I want to implement the following scenario using streaming pipeline in Apache Beam (and running it on Google DataFlow):
- Read messages from Pub/Sub (JSON strings)
- Deserialize JSONs
- Use custom field (say
timeStamp
) as a timestamp value for the processing element - Apply fixed windowing of
60 seconds
- Extract key from elemtents and group by key
- << perform further processing >>
I've tried to resolve this problem using both Java(Scala) and Python, but non of the solution worked.
- Python solution
# p is beam.Pipeline()
_ = (p | beam.io.ReadFromPubSub(subscription="my_sub")
| beam.Map(add_timestamping)
| beam.WindowInto(window.FixedWindows(60))
| beam.Map(lambda elem: elem) # exracting the key somehow, not relevant here
| beam.GroupByKey()
# (...)
| beam.io.WriteToPubSub("output_topic")
)
p.run()
add_timestamping
function as per documentation:
def add_timestamping(elem):
import json
import apache_beam as beam
msg = json.loads(elem)
unix_timestamp = msg['timeStamp'] / 1000
return beam.window.TimestampedValue(msg, unix_timestamp)
Output of Python solution:
- When using
DirectRunner
, windows are emitted and the windowing itself is more-or-less appropriate, depending on the delay. - When using
DataFlowRunner
, ALL messages are skipped with counter appearing in DataFlow UI: droppedDueToLateness.
- Java / Scala solution (I've used Scio but this happens to in clean Beam SDK in Java too)
sc.pubsubSubscription[String]("my_sub")
.applyTransform(ParDo.of(new CustomTs()))
.withFixedWindows(Duration.standardSeconds(60))
.map(x => x) // exracting the key somehow, not relevant here
.groupByKey
// (...)
.saveAsPubsub("output_topic")
Adding custom timestamp as per documentation:
import io.circe.parser._
class CustomTs extends DoFn[String, String] {
@ProcessElement
def processElement(@Element element: String, out: DoFn.OutputReceiver[String]): Unit = {
val json = parse(element).right.get
val timestampMillis: Long = json.hcursor.downField("timeStamp").as[Long].getOrElse(0)

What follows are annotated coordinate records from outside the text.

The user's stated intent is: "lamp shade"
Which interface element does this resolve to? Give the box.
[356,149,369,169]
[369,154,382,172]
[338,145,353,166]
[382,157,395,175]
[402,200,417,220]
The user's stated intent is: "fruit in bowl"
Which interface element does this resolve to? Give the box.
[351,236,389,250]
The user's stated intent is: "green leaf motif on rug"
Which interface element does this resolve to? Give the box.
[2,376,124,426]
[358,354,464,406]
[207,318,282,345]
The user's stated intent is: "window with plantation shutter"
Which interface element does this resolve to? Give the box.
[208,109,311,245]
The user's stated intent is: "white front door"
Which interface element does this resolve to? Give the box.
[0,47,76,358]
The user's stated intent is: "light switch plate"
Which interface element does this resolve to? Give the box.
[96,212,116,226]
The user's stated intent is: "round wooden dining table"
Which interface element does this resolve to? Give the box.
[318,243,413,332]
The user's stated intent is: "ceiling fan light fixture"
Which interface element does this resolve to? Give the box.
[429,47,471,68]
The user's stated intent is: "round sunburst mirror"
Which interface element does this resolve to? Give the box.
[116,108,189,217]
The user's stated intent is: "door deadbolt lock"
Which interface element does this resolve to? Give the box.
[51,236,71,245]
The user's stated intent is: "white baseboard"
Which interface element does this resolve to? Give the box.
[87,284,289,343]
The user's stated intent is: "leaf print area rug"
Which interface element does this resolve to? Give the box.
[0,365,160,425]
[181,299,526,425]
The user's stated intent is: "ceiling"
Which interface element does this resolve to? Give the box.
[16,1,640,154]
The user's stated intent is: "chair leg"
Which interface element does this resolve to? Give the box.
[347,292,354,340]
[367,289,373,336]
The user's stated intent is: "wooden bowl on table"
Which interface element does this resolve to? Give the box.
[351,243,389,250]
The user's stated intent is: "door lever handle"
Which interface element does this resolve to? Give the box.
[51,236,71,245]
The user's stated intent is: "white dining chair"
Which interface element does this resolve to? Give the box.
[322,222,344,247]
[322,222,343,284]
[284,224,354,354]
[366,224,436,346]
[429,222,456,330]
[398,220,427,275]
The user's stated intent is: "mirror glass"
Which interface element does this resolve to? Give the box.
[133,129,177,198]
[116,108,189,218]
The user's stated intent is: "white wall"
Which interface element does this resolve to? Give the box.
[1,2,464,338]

out.outputWithTimestamp(element, new Instant(timestampMillis))
}
}
Output of Java / Scala solution:
Exception in thread "main" org.apache.beam.sdk.Pipeline$PipelineExecutionException:
java.lang.IllegalArgumentException:
Cannot output with timestamp 2019-03-02T00:51:39.124Z.
Output timestamps must be no earlier than the timestamp of the current input
(2019-03-28T14:57:53.195Z) minus the allowed skew (0 milliseconds).
I cannot use DoFn.getAllowedTimestampSkew
here as it's already deprecated and I don't know what ranges of historical data will be sent.
Having the ability to process historical data is crucial for my project (this data will be sent to Pub/Sub from some store). The pipeline must work both on current data as well as historical one.
My question is: How to process the data using custom timestamps with the ability to operate on windows defined using Beam API?